In a recent Zoom interview, we sat down with the glowing star to chat about what it's like to be on camera, overcoming the "reality show" stigma, and her recent first-ever injectable treatment: lip fillers. Earlier this year, Adams was tapped as a brand ambassador for pharmaceutical company Allergan to speak about her personal experience with their product Juvéderm Volbella, a temporary lip-filler injection that the star got for the first time in December of 2019.
Now, 10 months later, Adams explains that her goal was simply to highlight her favorite physical feature. "I've never had a problem with my lips; in fact, I love my lips. I never wanted to change the size or shape, but I thought they could be a little more plump and hydrated," Adams tells us. "I started doing a ton of lip masks, but they didn't really work. Then, I asked my doctor a million and one questions about fillers and she recommended Juvéderm Volbella, which ended up being a great option for me because it's designed to just enhance your natural lips."

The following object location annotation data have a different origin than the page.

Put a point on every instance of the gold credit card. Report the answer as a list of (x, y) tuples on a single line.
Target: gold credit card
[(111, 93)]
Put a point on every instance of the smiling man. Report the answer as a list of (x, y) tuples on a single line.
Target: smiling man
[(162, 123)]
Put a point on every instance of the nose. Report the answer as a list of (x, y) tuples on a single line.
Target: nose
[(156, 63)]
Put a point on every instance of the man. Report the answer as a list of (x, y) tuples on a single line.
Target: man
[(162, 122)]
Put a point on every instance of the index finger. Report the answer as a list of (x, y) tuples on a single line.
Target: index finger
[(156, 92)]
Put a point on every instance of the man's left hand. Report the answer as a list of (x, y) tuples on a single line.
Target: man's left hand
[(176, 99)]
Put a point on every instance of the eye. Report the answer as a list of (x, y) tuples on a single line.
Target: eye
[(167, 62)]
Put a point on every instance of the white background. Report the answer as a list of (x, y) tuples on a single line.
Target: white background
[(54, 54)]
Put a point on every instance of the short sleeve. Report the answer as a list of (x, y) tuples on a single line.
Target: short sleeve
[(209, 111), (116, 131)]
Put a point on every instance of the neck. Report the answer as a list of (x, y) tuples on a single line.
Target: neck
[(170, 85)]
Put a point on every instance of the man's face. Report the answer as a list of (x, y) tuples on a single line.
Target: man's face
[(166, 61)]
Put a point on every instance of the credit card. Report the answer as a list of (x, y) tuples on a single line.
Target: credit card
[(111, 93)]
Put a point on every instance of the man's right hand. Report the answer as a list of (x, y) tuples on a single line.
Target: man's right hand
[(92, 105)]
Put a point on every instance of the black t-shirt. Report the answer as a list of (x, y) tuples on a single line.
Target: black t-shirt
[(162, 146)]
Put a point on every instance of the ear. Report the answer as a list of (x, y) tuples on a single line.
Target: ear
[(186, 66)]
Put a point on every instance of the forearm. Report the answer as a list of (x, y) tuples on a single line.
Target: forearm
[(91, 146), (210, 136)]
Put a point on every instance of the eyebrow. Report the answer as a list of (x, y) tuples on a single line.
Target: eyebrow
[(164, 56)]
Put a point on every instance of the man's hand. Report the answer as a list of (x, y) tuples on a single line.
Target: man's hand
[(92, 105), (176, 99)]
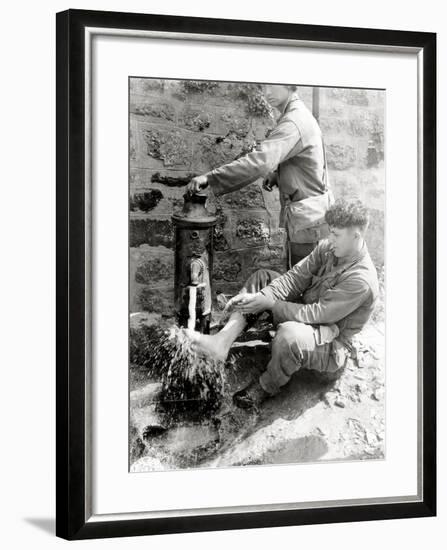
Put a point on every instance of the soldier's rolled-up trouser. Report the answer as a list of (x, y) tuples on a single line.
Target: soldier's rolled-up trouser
[(296, 345)]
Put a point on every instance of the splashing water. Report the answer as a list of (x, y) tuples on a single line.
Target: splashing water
[(185, 375), (192, 307)]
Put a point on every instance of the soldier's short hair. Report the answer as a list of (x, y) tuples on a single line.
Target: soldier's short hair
[(347, 213)]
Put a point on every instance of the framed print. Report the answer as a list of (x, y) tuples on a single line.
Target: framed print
[(246, 288)]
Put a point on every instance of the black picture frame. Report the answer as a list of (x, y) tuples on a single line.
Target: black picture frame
[(71, 491)]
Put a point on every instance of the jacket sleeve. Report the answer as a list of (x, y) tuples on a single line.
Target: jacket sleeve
[(258, 163), (293, 283), (335, 304)]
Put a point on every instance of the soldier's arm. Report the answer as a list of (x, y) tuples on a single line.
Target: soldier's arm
[(335, 304), (256, 164), (293, 283)]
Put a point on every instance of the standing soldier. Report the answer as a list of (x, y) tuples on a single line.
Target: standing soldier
[(291, 157)]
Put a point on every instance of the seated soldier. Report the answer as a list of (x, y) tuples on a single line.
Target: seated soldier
[(317, 306)]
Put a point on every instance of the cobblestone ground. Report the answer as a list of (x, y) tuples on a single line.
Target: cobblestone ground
[(310, 420)]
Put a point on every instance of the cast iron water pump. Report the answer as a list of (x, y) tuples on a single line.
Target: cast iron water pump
[(193, 262)]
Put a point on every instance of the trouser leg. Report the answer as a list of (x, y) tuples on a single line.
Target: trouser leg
[(293, 347)]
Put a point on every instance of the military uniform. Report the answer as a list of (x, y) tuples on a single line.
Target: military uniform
[(320, 304), (295, 150)]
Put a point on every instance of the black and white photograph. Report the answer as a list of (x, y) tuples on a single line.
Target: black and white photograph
[(257, 276)]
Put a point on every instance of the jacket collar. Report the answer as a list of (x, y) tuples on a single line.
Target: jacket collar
[(291, 102), (352, 258)]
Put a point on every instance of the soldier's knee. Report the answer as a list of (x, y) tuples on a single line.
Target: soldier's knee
[(291, 332)]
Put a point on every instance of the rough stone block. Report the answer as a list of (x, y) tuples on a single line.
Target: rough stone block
[(245, 198), (163, 110), (211, 152), (154, 265), (145, 201), (226, 267), (340, 156), (151, 232), (156, 300), (168, 145), (197, 119), (253, 231), (351, 96)]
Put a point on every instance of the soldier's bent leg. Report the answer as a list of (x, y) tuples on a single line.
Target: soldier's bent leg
[(293, 347)]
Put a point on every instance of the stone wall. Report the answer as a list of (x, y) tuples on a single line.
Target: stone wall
[(184, 128)]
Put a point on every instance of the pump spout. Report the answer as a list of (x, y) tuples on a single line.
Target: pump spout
[(197, 271), (193, 262)]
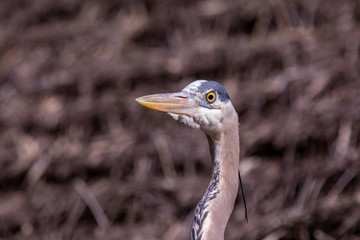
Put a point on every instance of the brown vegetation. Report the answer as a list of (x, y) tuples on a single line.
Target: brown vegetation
[(80, 159)]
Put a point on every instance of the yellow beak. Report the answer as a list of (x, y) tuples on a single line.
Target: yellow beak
[(178, 103)]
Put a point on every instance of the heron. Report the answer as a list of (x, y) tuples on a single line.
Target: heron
[(206, 105)]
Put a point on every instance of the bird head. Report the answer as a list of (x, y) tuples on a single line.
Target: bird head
[(201, 104)]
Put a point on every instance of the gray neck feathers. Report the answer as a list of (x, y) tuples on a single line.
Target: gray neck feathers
[(215, 207)]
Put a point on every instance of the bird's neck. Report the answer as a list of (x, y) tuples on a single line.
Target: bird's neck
[(215, 207)]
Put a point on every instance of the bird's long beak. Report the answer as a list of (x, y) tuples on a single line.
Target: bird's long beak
[(178, 103)]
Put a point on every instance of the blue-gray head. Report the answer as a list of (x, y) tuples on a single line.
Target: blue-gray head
[(201, 104)]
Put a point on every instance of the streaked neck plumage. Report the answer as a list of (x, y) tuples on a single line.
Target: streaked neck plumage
[(215, 207)]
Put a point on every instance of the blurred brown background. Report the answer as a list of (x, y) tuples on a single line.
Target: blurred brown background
[(80, 159)]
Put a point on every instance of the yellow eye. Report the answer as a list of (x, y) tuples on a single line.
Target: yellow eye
[(210, 97)]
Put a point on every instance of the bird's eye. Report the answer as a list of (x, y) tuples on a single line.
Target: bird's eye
[(210, 97)]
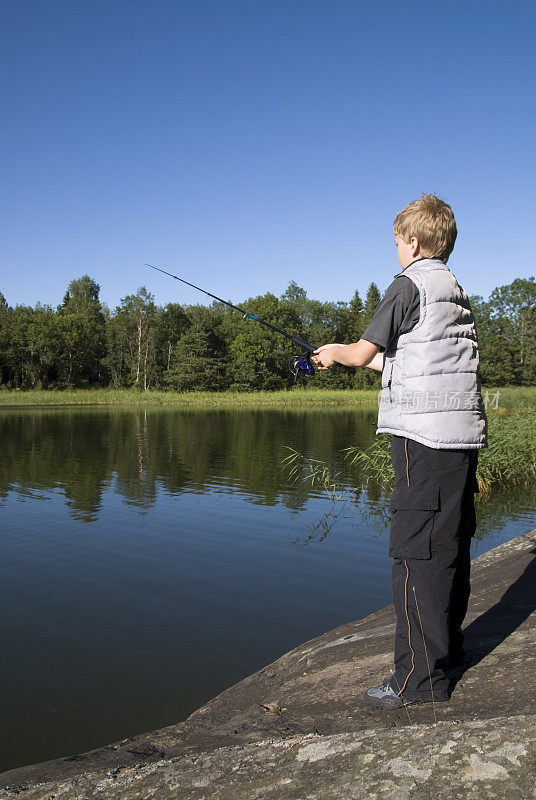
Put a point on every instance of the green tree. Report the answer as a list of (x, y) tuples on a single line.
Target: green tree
[(82, 328), (514, 308), (131, 337), (198, 361)]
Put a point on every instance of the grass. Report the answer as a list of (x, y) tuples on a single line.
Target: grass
[(510, 399), (294, 398)]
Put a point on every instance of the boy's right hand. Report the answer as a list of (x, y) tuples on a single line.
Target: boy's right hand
[(326, 356)]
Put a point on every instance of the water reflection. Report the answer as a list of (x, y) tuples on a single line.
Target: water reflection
[(151, 558), (135, 453), (86, 453)]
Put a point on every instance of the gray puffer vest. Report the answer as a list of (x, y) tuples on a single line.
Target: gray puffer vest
[(430, 380)]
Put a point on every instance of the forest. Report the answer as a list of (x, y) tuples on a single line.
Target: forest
[(84, 344)]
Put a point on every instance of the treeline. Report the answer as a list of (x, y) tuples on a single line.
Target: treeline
[(82, 343)]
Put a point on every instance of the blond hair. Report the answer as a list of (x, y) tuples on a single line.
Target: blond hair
[(432, 222)]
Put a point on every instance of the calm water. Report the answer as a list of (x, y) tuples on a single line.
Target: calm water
[(152, 558)]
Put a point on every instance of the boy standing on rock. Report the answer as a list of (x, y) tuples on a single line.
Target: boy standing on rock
[(423, 340)]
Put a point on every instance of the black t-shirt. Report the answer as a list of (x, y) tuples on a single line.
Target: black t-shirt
[(397, 313)]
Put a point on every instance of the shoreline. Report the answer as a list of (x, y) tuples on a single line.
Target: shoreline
[(299, 727)]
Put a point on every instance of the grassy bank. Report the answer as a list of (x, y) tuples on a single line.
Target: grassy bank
[(294, 398), (509, 400)]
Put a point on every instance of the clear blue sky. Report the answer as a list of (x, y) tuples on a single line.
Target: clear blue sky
[(245, 143)]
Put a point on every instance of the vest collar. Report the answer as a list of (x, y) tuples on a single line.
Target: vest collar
[(418, 261)]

Opting for a subtle, semi-permanent option (Juvéderm generally lasts about a year), Adams says her experience has been a secret — until now. "I got the injection awhile ago, and since then, no one has noticed," she laughs. "I love that it looks so natural and doesn't require any real maintenance or upkeep. Even when I did share my experience with a few friends, they couldn't even tell. For me, it's like, exactly, that's what I want the response to be."

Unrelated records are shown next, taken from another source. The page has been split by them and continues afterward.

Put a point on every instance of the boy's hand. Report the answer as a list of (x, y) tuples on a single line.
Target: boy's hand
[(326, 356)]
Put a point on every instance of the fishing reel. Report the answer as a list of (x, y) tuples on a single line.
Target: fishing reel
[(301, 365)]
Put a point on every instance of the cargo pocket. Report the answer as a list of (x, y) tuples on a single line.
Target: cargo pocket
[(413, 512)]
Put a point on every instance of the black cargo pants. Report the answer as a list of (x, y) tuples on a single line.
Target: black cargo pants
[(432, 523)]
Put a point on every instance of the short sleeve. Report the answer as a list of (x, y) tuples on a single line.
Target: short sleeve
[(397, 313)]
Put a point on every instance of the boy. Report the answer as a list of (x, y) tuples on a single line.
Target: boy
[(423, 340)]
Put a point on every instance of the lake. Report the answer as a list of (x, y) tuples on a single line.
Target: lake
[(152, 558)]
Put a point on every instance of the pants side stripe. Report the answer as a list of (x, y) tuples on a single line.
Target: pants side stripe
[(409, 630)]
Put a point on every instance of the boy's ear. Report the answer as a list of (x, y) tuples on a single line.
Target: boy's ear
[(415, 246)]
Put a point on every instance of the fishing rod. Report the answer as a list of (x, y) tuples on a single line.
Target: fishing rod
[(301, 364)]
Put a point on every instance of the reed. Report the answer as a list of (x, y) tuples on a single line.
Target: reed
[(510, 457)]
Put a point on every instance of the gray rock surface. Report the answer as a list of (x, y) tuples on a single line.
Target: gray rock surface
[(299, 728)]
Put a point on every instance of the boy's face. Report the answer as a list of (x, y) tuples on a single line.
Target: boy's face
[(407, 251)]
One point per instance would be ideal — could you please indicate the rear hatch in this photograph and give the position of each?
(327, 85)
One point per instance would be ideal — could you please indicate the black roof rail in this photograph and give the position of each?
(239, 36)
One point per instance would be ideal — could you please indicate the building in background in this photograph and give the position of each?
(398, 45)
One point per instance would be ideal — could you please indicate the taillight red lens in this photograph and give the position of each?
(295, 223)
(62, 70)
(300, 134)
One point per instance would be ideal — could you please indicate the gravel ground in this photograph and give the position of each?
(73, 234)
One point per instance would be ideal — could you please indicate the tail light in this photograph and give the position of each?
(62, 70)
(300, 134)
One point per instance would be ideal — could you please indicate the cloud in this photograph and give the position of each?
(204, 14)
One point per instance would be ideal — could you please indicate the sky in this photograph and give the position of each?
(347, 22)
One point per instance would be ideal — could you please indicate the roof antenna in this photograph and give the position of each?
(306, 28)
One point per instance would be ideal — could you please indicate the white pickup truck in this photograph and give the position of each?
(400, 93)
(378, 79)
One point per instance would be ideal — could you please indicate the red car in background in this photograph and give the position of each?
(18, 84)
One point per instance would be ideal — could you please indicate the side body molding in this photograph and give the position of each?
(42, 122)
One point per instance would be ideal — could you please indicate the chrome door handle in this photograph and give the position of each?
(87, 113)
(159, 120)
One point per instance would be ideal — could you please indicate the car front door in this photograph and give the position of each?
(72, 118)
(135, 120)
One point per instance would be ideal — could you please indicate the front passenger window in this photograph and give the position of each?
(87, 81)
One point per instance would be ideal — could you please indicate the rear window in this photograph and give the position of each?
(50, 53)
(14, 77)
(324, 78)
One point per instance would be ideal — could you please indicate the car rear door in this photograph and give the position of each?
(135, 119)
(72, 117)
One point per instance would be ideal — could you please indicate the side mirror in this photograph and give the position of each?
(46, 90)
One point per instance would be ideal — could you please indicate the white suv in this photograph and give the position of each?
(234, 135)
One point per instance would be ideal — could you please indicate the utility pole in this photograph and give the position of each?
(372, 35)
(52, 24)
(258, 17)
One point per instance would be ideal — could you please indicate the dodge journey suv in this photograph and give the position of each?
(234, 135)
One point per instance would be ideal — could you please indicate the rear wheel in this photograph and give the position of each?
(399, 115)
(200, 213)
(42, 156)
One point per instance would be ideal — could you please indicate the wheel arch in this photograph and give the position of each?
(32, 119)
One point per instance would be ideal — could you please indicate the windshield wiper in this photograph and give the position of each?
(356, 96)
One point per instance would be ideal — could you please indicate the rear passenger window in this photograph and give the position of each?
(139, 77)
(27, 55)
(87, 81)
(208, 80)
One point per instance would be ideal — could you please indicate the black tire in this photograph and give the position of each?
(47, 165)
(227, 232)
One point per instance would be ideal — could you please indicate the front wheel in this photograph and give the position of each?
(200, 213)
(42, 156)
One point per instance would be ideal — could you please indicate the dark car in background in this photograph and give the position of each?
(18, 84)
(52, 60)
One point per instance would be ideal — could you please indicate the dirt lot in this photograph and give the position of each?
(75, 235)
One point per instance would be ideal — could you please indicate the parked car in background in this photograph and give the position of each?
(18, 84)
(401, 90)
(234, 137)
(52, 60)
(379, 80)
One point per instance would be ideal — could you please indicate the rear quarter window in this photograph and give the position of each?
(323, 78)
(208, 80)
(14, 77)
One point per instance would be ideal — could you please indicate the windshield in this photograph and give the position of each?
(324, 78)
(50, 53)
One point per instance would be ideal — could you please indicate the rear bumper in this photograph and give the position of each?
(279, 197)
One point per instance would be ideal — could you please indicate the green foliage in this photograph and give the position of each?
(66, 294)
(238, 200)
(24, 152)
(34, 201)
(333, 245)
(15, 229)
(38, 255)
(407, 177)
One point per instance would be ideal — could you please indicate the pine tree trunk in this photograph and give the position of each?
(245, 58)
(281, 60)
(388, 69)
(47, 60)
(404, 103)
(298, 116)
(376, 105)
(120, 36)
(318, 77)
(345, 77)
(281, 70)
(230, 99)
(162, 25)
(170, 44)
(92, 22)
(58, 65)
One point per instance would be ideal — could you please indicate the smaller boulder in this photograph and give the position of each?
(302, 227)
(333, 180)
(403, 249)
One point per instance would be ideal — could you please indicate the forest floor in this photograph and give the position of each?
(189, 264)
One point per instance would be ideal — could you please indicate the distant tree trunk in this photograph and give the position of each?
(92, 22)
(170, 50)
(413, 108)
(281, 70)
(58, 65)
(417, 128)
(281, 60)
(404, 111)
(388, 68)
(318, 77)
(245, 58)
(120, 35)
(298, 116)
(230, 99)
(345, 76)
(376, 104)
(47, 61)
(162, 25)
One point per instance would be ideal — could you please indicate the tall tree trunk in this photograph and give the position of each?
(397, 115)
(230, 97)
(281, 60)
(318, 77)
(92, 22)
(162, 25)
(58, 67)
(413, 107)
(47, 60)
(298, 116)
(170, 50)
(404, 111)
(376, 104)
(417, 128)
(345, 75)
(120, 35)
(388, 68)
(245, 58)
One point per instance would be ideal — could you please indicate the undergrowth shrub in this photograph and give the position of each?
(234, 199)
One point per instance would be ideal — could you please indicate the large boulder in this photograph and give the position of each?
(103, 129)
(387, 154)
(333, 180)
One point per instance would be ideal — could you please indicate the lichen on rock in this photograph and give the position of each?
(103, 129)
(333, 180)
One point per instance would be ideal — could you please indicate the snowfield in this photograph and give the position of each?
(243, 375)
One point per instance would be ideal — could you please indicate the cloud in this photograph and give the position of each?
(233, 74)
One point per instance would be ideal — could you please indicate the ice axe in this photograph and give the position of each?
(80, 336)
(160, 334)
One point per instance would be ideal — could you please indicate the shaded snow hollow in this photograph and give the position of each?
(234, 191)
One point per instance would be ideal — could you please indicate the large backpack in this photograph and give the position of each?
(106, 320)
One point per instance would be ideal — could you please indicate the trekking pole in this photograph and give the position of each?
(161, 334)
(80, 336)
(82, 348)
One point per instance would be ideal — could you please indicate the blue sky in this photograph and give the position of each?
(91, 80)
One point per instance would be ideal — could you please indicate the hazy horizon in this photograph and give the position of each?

For Adams, as a public figure, the decision to talk openly about her injectable procedure wasn't an easy one. "At first, I struggled with being open about it," she says. "It's important for people to know that I love myself, and I didn't do it because I'm on TV or because I want to fit in or compare myself to others. It was just something I was interested in, it's not permanent — and honestly, it's just not that big of a deal."
I think there's a stigma that if you're on reality TV, you have to get work done — but I didn't, not up until recently.

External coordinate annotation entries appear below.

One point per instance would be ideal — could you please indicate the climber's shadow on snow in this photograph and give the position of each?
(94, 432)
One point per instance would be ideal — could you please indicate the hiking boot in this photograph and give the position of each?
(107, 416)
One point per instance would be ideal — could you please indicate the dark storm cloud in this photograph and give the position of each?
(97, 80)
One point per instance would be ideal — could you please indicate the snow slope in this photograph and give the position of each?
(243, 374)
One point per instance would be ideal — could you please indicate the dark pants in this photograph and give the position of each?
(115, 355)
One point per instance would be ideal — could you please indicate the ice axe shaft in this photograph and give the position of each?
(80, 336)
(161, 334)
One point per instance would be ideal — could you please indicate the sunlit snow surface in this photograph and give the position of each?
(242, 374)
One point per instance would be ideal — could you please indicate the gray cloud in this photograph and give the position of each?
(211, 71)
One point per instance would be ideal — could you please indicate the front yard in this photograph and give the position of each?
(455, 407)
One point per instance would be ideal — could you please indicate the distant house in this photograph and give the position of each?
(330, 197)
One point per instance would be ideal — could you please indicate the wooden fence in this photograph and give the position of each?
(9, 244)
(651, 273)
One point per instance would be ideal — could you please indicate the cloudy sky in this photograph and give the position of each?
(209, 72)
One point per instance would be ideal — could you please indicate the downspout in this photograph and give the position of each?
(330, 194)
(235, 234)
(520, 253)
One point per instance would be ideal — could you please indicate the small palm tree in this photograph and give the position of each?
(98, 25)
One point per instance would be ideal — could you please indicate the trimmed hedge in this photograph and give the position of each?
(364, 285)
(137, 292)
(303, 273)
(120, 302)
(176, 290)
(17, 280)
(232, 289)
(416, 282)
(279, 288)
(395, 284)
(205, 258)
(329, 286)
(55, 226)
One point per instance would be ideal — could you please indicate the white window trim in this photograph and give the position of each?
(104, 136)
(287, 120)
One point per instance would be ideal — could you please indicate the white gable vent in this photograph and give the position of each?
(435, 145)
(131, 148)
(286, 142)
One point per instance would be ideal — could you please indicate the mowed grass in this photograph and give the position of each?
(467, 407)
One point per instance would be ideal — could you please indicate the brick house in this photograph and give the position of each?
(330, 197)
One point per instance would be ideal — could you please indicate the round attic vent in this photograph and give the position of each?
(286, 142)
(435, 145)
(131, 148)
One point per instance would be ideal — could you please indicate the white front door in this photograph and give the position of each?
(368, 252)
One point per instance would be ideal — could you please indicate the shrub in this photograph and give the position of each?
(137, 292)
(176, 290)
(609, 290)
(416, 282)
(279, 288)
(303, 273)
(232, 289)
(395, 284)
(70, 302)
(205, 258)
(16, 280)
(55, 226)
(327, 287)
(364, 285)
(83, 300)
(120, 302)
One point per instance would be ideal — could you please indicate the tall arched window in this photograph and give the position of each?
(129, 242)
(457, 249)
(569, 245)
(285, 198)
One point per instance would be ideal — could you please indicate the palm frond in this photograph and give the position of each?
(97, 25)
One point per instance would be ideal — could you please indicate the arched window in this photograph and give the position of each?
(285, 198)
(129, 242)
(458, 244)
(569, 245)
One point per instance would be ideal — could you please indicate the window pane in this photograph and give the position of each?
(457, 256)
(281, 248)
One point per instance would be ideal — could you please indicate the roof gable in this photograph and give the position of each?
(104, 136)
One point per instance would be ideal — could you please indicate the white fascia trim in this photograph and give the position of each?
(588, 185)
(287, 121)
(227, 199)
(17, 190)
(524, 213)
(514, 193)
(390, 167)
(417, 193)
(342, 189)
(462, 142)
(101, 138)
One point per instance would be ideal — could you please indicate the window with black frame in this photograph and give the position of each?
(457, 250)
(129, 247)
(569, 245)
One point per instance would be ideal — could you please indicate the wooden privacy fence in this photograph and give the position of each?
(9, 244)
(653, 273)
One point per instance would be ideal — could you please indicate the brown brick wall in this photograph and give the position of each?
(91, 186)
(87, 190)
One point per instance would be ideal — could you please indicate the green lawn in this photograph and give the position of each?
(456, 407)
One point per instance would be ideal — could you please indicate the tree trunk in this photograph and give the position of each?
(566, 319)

Of course, Adams is speaking to the dated stigma surrounding cosmetic procedures and plastic surgery in general, which hits harder for a reality star. "I think there's a stigma that if you're on reality TV, you have to get work done — but I didn't, not up until recently," Adams explains. "This is the first thing I've ever had done. But I did just turn 30, and Botox is something I'm open to."
Because injectables are just a small cog in the wheel of a larger beauty routine, Adams says she's loyal to a few specific topical skin-care products. "I get hormonal acne around my period, so I had to do a lot of research to find the products that worked for me," she explains. "While digging on the internet, I kept seeing ads and reading good reviews about this Inkey List Salicylic Acid cleanser, but I thought, It's $10, there's no way it can actually work. Now, it's my favorite thing ever. That and SkinCeuticals Blemish & Age Prevent serum have made a huge difference in helping my hormonal acne."
In terms of makeup, Adams says she keeps it really simple. "On the day to day, I pretty much only use mascara and concealer," she explains. "Even on camera, I don't really wear too much, because I don't want to see foundation running down my face. Funny enough, I've never really been a huge highlighter person either, but there's this Huda palette that I like to use when I'm on camera because it helps accentuate by cheekbones and cupid's bow — because I really love my cupid's bow."
While we don't know for sure if and when we'll see Adams as The Bachelorette (more to come this Tuesday), she's definitely true to herself — a character trait that would, in fact, make her a great lead.